While there is no “easy button” for 5G cloud infrastructure security, organization leaders can look to guidance from the Cybersecurity and Infrastructure Security Agency and the National Security Agency. This guidance shows how to bring a zero trust mindset into 5G cloud endpoints and growing multi-cloud environments: It covers preventing and detecting lateral movement, securely isolating network resources, data protection, and ensuring the integrity of cloud infrastructure.


In addition, here are five steps to guide organizations interested in developing private 5G networks:

  1. Build a secure foundation: Start protecting 5G infrastructure, software, and all network elements by developing a zero trust architecture that is fit for purpose—and by embracing key principles for software supply chain security (given 5G is software centric). In addition, agencies should invest in talent with the technical expertise needed to accomplish this work.

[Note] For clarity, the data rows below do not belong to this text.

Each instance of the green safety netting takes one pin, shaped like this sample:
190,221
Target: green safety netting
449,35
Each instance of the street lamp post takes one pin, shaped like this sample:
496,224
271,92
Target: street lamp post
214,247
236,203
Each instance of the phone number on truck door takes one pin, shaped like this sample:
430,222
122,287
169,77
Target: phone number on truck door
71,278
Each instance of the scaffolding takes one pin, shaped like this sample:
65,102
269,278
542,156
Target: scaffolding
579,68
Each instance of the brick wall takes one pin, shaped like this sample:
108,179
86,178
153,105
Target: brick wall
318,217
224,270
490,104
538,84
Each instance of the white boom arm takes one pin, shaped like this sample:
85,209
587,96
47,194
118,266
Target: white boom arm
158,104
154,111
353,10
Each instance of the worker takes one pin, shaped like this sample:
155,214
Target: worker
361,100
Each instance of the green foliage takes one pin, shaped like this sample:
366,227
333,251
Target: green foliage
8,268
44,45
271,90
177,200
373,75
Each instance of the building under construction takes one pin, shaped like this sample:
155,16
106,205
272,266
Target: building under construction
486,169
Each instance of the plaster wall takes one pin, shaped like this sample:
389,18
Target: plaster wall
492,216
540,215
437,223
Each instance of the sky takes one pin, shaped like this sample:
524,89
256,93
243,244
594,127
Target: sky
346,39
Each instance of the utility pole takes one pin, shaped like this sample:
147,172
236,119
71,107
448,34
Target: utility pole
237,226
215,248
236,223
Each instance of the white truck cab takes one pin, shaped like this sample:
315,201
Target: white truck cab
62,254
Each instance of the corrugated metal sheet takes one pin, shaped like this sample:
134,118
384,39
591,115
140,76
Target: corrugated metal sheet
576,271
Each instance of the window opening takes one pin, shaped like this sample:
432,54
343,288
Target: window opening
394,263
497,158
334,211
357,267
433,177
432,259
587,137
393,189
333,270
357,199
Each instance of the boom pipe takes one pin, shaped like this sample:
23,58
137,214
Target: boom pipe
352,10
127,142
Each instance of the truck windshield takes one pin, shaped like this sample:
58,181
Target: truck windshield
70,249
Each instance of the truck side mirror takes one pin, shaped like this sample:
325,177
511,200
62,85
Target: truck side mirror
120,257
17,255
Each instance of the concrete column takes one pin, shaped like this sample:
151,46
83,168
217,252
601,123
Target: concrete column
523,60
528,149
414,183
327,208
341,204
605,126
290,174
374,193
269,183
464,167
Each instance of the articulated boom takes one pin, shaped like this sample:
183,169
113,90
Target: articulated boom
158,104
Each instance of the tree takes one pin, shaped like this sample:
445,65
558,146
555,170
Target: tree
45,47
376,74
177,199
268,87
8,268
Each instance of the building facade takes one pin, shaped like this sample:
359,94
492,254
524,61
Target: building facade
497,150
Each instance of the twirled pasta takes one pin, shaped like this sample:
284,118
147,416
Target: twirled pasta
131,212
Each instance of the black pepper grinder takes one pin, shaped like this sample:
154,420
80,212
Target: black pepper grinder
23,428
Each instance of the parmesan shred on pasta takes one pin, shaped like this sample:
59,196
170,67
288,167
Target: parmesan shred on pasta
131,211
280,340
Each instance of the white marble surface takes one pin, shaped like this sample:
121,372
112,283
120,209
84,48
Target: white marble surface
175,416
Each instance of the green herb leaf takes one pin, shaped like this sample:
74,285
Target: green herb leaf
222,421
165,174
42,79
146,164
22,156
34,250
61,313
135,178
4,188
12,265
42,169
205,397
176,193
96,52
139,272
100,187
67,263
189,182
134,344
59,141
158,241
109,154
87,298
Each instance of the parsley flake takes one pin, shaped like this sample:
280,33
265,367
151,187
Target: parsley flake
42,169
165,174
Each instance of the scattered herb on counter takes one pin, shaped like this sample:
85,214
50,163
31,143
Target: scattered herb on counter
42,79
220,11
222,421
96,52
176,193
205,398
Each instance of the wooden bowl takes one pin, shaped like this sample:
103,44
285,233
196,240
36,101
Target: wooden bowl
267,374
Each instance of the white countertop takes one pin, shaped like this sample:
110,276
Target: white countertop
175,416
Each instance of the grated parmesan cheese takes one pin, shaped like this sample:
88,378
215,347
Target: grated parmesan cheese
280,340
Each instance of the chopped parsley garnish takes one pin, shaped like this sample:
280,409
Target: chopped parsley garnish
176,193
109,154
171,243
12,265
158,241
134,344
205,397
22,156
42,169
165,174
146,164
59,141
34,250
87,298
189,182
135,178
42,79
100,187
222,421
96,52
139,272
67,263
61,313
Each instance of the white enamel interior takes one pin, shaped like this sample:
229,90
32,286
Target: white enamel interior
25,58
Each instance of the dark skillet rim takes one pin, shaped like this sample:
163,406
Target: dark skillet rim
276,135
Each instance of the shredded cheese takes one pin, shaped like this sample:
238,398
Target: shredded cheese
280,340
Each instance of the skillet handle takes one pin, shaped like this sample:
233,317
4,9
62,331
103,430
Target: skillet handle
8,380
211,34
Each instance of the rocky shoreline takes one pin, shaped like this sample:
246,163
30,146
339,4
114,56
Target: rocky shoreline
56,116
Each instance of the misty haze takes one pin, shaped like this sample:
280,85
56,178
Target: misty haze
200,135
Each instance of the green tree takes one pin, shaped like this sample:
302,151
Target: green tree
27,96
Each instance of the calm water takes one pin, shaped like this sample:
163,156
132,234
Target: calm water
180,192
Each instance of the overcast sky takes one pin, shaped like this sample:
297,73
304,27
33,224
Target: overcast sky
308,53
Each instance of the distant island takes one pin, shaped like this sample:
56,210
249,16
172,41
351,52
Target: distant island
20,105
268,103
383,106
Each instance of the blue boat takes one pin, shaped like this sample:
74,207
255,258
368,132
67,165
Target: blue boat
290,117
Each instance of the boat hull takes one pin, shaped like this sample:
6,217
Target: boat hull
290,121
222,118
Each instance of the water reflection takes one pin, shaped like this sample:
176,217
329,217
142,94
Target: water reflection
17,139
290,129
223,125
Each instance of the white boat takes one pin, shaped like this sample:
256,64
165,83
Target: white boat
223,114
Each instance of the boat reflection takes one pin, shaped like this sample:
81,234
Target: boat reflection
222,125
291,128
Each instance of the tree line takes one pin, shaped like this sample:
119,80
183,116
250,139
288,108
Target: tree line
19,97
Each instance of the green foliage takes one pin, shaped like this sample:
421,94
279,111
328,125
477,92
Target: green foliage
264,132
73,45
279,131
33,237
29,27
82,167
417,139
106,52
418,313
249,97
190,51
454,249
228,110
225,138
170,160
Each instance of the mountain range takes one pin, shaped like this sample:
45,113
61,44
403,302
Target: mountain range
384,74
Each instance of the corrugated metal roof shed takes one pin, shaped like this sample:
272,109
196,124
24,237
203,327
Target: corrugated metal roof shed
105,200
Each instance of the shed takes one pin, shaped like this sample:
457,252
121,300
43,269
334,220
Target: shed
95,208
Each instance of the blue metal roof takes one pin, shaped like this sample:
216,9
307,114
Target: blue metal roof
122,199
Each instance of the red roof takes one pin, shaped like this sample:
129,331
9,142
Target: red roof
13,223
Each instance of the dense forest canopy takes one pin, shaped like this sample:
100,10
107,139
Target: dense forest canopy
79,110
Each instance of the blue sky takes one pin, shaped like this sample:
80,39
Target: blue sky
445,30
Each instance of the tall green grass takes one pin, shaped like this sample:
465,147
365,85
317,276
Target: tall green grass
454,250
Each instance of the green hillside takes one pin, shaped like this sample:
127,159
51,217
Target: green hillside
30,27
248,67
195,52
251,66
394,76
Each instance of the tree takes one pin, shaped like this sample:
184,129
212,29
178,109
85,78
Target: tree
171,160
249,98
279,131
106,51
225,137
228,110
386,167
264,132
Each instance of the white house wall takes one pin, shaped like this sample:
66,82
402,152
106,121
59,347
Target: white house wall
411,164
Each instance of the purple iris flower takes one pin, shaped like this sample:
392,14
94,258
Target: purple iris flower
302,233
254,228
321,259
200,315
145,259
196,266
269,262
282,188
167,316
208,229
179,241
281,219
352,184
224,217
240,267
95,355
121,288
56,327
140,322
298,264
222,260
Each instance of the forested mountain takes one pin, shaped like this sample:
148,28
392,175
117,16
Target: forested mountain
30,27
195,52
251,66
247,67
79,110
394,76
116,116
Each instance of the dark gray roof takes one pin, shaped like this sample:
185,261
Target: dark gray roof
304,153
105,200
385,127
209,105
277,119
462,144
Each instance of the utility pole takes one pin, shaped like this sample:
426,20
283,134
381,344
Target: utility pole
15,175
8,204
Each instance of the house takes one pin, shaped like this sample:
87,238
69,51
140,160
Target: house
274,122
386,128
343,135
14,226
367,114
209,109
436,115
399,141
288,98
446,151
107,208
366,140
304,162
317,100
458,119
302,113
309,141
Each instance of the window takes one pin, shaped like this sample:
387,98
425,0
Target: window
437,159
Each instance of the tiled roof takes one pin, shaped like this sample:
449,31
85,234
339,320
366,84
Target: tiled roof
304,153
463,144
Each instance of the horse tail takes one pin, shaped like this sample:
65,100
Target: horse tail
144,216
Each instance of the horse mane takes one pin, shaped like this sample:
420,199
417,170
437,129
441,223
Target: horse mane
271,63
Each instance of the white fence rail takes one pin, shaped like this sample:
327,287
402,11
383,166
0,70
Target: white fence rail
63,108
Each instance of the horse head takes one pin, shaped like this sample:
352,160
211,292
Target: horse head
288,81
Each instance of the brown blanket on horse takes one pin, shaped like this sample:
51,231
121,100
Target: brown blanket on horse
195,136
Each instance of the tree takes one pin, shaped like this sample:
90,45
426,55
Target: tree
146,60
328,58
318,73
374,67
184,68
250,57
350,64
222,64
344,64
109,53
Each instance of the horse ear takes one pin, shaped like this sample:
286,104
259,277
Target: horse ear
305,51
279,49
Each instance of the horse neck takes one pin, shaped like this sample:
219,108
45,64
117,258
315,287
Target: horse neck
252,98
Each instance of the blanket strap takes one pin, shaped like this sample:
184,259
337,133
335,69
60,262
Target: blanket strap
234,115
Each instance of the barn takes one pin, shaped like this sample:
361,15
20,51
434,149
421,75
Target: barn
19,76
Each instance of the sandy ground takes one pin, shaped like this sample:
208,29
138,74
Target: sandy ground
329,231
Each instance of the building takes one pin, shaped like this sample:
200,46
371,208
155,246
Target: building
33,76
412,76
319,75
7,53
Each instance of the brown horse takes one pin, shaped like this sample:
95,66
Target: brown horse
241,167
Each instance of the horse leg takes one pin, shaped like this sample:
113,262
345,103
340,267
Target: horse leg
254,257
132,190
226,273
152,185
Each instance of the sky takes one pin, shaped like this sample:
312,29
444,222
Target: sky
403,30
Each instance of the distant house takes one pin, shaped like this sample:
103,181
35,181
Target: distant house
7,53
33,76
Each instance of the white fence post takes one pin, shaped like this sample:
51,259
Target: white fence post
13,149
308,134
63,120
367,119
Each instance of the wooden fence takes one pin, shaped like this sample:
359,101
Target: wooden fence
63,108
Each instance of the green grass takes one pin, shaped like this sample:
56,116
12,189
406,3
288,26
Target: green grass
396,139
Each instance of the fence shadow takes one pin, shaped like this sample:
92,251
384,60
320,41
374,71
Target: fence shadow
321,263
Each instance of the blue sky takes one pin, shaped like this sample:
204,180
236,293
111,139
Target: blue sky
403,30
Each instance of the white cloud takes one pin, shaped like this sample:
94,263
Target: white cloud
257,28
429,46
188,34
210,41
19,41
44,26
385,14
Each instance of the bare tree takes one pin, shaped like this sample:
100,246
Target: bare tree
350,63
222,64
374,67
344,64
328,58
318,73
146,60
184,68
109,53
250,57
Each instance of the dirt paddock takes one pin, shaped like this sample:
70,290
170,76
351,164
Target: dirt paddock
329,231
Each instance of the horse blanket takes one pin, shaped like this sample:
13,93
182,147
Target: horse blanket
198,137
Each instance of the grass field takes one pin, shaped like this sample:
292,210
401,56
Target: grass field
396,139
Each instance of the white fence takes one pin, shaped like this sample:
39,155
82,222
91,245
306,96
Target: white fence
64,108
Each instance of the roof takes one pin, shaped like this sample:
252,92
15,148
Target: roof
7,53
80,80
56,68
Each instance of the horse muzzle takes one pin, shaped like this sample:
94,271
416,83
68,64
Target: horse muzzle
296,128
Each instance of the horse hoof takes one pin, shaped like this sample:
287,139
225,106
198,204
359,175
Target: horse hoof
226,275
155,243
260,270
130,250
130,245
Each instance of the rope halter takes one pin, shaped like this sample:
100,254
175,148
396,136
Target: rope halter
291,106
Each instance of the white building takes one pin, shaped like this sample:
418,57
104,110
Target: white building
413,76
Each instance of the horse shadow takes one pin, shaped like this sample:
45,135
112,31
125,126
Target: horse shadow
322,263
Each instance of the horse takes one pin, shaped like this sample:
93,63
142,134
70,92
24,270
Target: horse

  2. Issue further guidance as needed: Seek out governing documents (such as those listed above) for guidance on how to securely design a 5G cloud-based infrastructure. As 5G is deployed, seek out other emergent guidance/requirements. For example, a document like the Cloud Computing Security Requirements Guide, which has been used extensively over the last several years to drive DOD cloud impact level requirements, may need to be extended to account for edge cloud scenarios. Further, officials may need to release new security technical implementation guides specific to 5G cloud and infrastructure components.

  3. Put cloud security into action: Ensure that standards and guidance are translated into more granular requirements and implemented in security controls. While organizations should ensure they implement required controls, they should also evaluate the applicability of controls listed as “optional” since these may be needed to better harden the infrastructure and mitigate vulnerabilities.

  4. Invest in advanced cyber defenses: Implement continuous monitoring and sophisticated analytics to detect and counter advanced threats—including determined nation-state actors pursuing strategic objectives. Many monitoring solutions are geared more toward network performance and optimization, and fault isolation. Nevertheless, the monitoring solution must also provide the security analytics needed to stop and/or mitigate sophisticated attacks.

  5. Stress test systems before adversaries do: Subject 5G systems to realistic penetration testing involving advanced adversary tradecraft. Stay ahead of threats by using red teams to proactively uncover previously unknown vulnerabilities.

The next few years will see more and more deployments of 5G-based cloud infrastructure and devices. As these projects progress, leaders should use these five steps, zero trust and security-by-design principles to safeguard these leading-edge systems.